Школы на горке давно не было, сруб перевезли, а место все называли «школой». Сохранились только березы да площадка между ними, когда-то утоптанная нами до бетонной плотности. Здесь у нас был «топчак», тут по вечерам и плясали, и танцевали, и влюблялись тут же. А теперь, наверное, никто сюда не ходил: молодежи мало стало в селе, да и та собиралась на танцы в техникуме. Плясать же в эти годы уже не стали. Мода отошла.

Здесь, пока поднимался, показалось теплее. Но еще издалека, пока я еще не добрался до школы, услышал я звуки гармошки. И не поверил себе: решил, что вспомнилось былое, и зазвучало в душе. А подходя ближе, различил, что действительно играет гармошка. И, к моему удивлению, играли нашу плясовую. Потом перешли на «Семеновну». Тихонько подошел я к площадке и остановился в отдалении.

Березы развесили свои пряди почти до земли и не шумели, ни один листочек не шевелился. Тихо было в полях и на лугах. Но гармошка звучала не так уж звонко, — видно, вечер был такой, когда звук почему-то теряется, тускнеет, что ли. Играла тетя Маня Михеева, сидя на довольно высоком пне. Плясали Сонька-телятница и Вера Ивановна, комендантша. Еще пятеро женщин стояли полукругом и смотрели. Все женщины были мне знакомы; всем теперь было под пятьдесят и больше. Но никогда я не видел их пляшущими. И тем более на нашем «пятачке-топчаке». Правда, и не был я в родных местах много лет, однако ведь рос и все знал здесь.

Меня никто не заметил, и я прислонился к березе да смотрел. А известно, какие у нас в начале июля на севере ночи. Все было видно, и видел я, что возбуждены женщины, пляшут, дробят от души. И тетя Маня Михеева разошлась — играла и притопывала ногой, словно сама собиралась пуститься в пляс.

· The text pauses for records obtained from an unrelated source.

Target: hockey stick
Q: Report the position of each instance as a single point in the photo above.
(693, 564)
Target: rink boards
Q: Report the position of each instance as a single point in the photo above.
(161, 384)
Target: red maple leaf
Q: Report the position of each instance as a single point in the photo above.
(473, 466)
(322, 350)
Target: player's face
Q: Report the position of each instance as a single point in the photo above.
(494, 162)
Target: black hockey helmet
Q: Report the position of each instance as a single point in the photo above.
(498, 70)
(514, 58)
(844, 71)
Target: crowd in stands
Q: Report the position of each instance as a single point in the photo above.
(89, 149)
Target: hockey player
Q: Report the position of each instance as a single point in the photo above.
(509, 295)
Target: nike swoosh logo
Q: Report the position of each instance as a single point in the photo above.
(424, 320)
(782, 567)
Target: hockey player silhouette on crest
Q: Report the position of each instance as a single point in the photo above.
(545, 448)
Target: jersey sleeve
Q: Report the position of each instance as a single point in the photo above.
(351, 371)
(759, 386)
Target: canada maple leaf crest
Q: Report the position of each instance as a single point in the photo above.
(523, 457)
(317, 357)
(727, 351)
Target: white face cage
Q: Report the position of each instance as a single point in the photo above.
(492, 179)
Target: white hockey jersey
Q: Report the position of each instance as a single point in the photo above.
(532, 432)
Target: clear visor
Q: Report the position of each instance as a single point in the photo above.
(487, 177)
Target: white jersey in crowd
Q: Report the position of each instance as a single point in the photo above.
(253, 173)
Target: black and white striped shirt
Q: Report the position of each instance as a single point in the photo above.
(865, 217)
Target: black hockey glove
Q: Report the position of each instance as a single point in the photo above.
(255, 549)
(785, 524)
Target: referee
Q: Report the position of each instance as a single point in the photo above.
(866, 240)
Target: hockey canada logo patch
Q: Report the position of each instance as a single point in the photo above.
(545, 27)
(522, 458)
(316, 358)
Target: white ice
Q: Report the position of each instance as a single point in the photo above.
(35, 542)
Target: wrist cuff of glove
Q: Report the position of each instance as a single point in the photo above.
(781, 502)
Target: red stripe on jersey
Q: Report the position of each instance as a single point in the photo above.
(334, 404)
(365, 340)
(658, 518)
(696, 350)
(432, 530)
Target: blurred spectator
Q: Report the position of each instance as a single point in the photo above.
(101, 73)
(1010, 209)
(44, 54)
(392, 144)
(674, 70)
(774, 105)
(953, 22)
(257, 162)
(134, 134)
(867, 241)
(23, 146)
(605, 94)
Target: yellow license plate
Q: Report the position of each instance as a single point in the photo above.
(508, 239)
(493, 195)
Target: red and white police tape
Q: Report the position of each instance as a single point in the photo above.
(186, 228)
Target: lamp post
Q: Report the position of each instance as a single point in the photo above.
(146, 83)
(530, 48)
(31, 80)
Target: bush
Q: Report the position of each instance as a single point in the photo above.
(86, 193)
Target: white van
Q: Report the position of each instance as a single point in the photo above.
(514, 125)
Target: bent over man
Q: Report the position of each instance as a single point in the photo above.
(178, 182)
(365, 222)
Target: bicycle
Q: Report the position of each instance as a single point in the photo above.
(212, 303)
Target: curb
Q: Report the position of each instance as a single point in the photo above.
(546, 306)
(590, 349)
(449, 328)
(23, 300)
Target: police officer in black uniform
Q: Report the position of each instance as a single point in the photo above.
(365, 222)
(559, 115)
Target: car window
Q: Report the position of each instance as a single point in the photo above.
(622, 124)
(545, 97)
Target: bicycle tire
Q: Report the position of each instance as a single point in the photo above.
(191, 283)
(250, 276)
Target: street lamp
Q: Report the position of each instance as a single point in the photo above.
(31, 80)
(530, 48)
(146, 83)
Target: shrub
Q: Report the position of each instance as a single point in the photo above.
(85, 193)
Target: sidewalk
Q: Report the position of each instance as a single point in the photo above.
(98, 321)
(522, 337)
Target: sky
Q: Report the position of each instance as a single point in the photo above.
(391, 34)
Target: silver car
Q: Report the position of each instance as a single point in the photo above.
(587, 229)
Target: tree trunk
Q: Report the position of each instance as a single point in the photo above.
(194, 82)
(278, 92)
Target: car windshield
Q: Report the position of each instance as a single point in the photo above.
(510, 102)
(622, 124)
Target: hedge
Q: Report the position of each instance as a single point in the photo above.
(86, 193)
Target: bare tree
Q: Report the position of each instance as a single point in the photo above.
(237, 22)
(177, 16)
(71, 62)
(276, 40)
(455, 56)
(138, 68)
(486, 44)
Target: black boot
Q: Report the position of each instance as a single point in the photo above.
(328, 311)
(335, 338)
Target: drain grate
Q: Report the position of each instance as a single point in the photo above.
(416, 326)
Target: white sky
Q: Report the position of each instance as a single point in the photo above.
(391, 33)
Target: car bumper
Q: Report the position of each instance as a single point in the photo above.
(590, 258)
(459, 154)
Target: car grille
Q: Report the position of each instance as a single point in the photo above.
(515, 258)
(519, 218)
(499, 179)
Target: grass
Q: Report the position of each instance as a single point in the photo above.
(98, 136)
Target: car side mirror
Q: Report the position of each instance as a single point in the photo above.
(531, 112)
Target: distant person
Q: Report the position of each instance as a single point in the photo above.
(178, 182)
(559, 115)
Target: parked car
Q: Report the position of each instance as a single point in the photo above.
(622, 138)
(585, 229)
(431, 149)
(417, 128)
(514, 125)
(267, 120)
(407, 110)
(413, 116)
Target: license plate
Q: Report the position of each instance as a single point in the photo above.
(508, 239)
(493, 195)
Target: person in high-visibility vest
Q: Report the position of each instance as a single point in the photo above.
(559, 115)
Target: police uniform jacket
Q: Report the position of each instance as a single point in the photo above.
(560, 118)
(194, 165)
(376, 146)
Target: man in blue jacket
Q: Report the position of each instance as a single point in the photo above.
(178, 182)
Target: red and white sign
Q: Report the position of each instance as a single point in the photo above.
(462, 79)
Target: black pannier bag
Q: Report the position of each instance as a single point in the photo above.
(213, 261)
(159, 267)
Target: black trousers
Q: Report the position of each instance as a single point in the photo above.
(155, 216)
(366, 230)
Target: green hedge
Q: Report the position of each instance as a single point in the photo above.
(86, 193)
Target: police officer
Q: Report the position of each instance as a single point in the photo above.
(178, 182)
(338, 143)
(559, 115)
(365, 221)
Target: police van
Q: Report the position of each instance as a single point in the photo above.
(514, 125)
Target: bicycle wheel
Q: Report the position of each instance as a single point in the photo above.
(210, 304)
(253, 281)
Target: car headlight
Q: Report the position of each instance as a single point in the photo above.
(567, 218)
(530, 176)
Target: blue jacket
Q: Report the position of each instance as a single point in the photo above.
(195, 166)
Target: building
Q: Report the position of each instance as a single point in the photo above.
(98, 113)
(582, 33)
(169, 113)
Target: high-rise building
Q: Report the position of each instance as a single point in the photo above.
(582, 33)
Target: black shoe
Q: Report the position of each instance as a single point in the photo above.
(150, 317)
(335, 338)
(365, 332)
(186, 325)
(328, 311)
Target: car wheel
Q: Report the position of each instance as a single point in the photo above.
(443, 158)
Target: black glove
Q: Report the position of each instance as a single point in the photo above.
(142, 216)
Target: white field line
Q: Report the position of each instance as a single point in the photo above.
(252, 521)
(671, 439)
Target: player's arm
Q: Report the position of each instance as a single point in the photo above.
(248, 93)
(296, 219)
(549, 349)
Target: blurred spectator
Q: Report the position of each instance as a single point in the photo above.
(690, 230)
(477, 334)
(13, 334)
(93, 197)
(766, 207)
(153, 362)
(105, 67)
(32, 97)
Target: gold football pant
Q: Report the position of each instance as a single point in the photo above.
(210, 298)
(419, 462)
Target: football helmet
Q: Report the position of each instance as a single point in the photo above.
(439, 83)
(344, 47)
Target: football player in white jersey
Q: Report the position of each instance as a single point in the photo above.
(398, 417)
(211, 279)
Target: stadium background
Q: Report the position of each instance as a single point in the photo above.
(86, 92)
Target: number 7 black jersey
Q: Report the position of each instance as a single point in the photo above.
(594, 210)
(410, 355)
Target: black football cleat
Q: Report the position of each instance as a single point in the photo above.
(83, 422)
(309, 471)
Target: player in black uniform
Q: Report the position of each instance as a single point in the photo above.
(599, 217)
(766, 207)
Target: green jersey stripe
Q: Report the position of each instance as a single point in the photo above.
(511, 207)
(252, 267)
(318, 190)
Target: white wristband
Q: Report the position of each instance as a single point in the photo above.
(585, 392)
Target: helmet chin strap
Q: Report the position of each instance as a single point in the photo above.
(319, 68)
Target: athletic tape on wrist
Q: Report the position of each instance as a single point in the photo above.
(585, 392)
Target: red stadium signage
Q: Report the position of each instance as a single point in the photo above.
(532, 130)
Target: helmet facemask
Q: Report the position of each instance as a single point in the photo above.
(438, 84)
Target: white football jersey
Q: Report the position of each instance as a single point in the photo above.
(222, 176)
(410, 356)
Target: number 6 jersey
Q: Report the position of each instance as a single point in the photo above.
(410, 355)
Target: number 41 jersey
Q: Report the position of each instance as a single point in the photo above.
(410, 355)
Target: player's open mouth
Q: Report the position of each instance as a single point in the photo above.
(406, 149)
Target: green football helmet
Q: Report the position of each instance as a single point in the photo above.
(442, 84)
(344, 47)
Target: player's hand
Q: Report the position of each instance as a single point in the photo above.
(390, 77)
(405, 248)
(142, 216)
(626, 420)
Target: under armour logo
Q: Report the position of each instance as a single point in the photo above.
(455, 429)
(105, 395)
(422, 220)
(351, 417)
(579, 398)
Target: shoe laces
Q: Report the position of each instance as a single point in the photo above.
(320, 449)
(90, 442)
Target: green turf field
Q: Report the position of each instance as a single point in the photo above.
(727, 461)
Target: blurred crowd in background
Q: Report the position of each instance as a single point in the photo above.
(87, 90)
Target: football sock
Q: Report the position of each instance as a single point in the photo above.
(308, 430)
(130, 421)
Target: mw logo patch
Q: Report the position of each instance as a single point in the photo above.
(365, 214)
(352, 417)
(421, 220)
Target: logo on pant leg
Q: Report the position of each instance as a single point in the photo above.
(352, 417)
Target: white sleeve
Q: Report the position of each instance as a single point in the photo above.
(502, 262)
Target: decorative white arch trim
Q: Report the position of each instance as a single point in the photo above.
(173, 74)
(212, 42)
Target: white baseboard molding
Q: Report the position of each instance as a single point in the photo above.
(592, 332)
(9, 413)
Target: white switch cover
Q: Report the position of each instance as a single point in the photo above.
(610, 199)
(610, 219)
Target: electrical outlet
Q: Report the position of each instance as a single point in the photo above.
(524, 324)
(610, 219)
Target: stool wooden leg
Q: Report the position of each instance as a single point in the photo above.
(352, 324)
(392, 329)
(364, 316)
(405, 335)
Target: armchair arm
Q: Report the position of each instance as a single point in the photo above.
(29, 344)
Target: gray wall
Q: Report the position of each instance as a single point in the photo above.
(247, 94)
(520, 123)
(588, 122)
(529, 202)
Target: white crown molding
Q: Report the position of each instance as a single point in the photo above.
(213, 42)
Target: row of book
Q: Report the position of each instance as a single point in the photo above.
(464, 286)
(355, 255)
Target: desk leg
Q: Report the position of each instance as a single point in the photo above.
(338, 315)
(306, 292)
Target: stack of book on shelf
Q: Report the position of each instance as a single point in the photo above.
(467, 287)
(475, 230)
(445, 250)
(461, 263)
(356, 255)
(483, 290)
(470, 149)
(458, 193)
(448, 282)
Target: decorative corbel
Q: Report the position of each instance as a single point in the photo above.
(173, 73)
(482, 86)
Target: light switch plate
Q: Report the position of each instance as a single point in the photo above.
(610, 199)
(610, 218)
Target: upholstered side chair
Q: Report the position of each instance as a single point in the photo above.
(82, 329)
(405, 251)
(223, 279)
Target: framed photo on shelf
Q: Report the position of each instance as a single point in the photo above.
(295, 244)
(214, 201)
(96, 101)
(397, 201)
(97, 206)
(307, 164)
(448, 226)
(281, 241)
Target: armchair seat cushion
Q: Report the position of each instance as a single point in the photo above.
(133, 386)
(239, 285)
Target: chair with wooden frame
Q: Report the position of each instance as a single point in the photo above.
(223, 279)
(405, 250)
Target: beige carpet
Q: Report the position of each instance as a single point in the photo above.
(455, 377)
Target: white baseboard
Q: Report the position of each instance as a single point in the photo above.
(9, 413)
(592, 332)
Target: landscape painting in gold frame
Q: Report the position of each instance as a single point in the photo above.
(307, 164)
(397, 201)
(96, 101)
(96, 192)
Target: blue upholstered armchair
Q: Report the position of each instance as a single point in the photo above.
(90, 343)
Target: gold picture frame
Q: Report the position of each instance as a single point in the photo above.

Вера Ивановна, высокая, худущая, обычно мрачноватая и неулыбчивая, вдруг выкрикнула частушку:


Самолет летит, крылья колых-колых…

Ребята хитрые, а мы хитрее их!


А Сонька-телятница, круглая, маленькая, обычно бойкая на язык, не задержалась с ответом:


Самолет летит, все знаки стерлися…

Мы не ждали вас, а вы приперлися.


«Эге! — сообразил я, различая по чуть хрипловатым голосам. — Старушки-то наши подвыпили, разгулялись».

Голос у Веры Ивановны был низкий, какой-то повелительный, а Сонька отвечала по-девчоночьи, даже с подвизгиванием. Сколько раз слыхивал я этих женщин в нашем поселке, но чтобы пели они — никогда. Сонька выдала новую припевку:


Юбка узкая да переузкая.

Полюбила мордвина, сама русская.


Вера Ивановна тут же ответила:


Семеновна, тебя поют везде,

Молодой Семен утонул в пруде.


Товарки, стоявшие полукругом, засмеялись. А до этого смотрели они молча, тихо, как будто и не было их. Точно и пляшущие, и тетя Маня, и подруги какой-то ритуал исполняли, а не веселились. Но что особенно меня поразило — что стояли они под ручку, тесно прижавшись друг к другу. Может, холодно им было… Но только стояли они точно так, как когда-то наши девчонки, когда плясали, выхаживаясь друг перед другом и перед ними, мы.

Посмотрел я, посмотрел и решил уйти незамеченным, так как подумал, что, если увидят они меня, не будет им так привольно и, наверное, хорошо. Отделился от березы и, стараясь ступать потише, спустился со школьной горки, направился обратно в поселок.

А Михеева неожиданно резко сменила мотив, и вслед мне донеслось:


Пришел милый на гулянье,

Шею вытянул, как гусь.

Насмотрелася на дьявола —

Домой идти боюсь…


Когда я вернулся, Деряба все сидел на крыльце — накурился и блаженствовал, отдыхая. Раненую ногу вытянул далеко вперед, а локтями оперся на ступеньку позади себя. И кисти рук свободно висели. Правая рука была у него изувечена, кисть не работала. Но, к счастью, он был левшой. А стога приспособился метать так: брал вилы в левую руку, а клал черенок, опирая его о предплечье правой. И метал дай бог всякому, за раз поднимал чуть не по целой копне, укладывая пласт настолько ловко, что стояльщицы только подхваливали его.

— У школы был, — сказал я, подсаживаясь к нему. — Чего это бри гада-то твоя развеселилась?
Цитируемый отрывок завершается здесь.